Die Stadtfeuerwehr rückte unter dem Kommando Vincenz Bauers mit drei Schubleitern und drei Aufstelleitern zum Brandplatz. Zum ersten Mal kamen die neuen Hydranten der städtischen Wasserleitung zum Einsatz und bestanden glänzend ihre Feuerprobe. Es herrschte starke Flugfeuergefahr. Auf allen ostwärts der Kirchengasse gelegenen Häusern waren Feuerwachen und standen die Hausbesitzer und Inwohner mit allerlei Eimern und Geräten in Löschbereitschaft. Am gefährdetsten waren die dem Brandherd gegenüberliegenden Häuser der Kirchengasse, insbesondere der Gasthof zur Stadt Gmunden (vulgo Fuchs). Aber auch für den Stadtteil jenseits der Traun herrschte eminente Gefahr. Die brennenden Schindeln flogen bis Mühlwang. Das Dach des Schlosses Mühlwang fing einige Male Feuer, konnte aber von den Bewohnern und Nachbarn gelöscht werden.
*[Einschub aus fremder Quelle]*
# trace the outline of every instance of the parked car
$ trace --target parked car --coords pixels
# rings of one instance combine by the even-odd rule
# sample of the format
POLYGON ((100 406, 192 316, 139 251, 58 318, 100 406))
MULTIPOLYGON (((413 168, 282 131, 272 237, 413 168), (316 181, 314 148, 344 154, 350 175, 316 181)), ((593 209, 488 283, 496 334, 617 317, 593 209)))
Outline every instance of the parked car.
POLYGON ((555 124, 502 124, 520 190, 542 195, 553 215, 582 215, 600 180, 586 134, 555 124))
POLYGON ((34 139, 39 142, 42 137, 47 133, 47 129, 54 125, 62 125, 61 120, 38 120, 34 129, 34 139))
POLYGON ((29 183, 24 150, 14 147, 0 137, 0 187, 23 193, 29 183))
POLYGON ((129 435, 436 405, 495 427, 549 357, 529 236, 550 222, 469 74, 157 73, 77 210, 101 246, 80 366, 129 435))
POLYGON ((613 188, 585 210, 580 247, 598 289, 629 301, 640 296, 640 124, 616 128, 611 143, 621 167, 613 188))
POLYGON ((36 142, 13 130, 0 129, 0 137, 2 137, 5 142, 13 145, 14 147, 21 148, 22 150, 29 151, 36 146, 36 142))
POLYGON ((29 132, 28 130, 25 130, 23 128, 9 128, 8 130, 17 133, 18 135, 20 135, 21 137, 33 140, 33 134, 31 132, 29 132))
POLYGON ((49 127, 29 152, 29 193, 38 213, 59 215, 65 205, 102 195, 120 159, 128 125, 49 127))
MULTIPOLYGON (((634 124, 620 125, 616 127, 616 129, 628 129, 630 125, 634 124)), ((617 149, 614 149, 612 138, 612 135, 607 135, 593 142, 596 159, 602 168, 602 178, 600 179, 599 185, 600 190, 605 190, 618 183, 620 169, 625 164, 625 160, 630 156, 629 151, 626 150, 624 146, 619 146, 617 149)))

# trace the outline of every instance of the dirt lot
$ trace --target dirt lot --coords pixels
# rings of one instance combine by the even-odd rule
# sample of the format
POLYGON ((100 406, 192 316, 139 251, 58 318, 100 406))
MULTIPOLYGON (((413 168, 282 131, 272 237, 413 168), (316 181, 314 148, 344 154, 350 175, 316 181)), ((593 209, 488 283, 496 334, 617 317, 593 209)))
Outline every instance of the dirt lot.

Der große Brand in der Kirchengasse im Jahre 1896
Gemälde von Emmerich Stoll

Mit Mühe konnten die Neugierigen von der Kirchengasse und den angrenzenden Gassen abgehalten werden. Manche Ängstliche trugen ihr Bettzeug und allerlei Habseligkeiten hinauf in die Schule oder in die Kirche. Die Bewohner der bedrängten Häuser hatten ihre Wohnungen verlassen. Unterdessen mühte sich die Feuerwehr mit der Löschung des Großbrandes. In den frühen Morgenstunden war das Feuer gelöscht und die Gefahr gebannt. Die hierzu verwendete Wassermenge betrug 35.000 Hektoliter. Der Gesamtschaden betrug 15.000 Gulden, eine für die damalige Zeit sehr ansehnliche Summe. Die Objekte der Brandstätte wurden verkauft: die Reste des Hauses Kirchengasse 3 an den Weinhändler Karl Spiesberger und die des Hauses Kirchengasse 5 an Josef Schadler. Sie wurden niedergerissen und neu aufgebaut. Damals erhielten sie ihr heutiges Aussehen.